Private land claims based on grants made prior to U.S. sovereignty are found for Mackinac and Detroit. These records are in the National Archives. Most were "ribbon farms," very narrow but very long to ensure river frontage.
The first public-domain land was purchased by settlers in Michigan in 1818. The Ordinance of 1785 had provided the methods for dividing and selling the recently ceded regions. The land was first surveyed into six-mile-square townships, each containing thirty-six sections. The townships were surveyed from an east-west line called a "base line" and a north-south line called a "principal meridian." These public domain lands were offered, at the first land office, in Detroit, for $2 per acre, with a minimum purchase required. "Installment plans" were available. In 1820 the cost per acre was lowered to $1.25, with "cash only" and a minimum purchase of eighty acres. Land was usually paid for with silver, gold, bank notes, or drafts.

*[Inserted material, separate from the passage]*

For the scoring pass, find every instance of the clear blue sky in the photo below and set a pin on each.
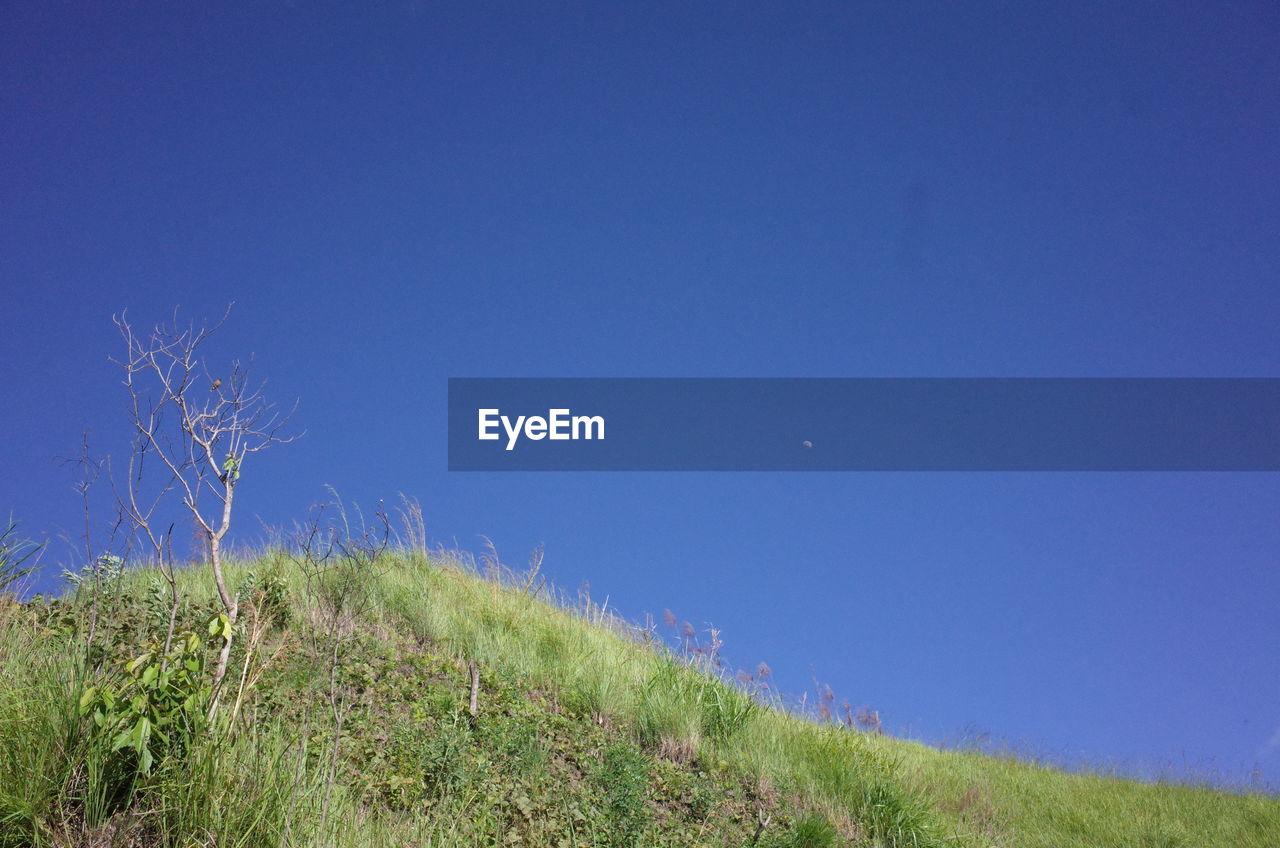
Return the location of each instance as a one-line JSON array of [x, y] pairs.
[[414, 191]]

A "patent," usually signed by a clerk, for the U.S. president, would be sent to the landowner, giving title to the previously federal property. A "pre-emption law" in 1841 gave the "squatters" the right to purchase 160 acres at a minimum price.
Microfilm copies of the federal land patent records are at the Michigan State Library. These provide information on the first ownership of all federal lands in the state. The Office of the Great Seal, Department of State, 717 West Allegan, Lansing, Michigan 48918, has the original state land patent records. It is necessary to have an exact legal description of the property to utilize either of these valuable sources.

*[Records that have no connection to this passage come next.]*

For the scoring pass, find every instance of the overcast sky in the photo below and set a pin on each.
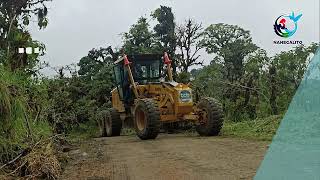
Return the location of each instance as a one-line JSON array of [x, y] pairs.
[[76, 26]]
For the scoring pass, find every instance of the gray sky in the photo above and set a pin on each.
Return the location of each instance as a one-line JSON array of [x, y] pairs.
[[76, 26]]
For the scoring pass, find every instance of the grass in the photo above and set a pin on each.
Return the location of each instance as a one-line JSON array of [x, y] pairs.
[[259, 129], [82, 132]]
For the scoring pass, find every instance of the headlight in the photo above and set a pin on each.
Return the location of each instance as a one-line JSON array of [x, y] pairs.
[[185, 96]]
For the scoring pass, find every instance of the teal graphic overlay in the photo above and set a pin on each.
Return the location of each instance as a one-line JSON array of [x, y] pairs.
[[294, 153]]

The State Archives of Michigan has numerous records of land transactions. They include the following sources of information (not inclusive) under various departments: tract books of swamp lands purchases, original maps prepared by federal surveyors that show cultural and physical features as they existed between about 1815 and 1855, abstracts of land grants ca. 1837-1900, surveys of private claims as early as 1807, and land tract books from 1818-1962.
Subsequent land transactions, no longer under federal control, are recorded in the appropriate county register of deed's office. Deeds for southeastern Michigan's "Toledo Strip", encompassing portions of Monroe, Lenawee, and Hillsdale counties, may have been recorded in Ohio and Michigan.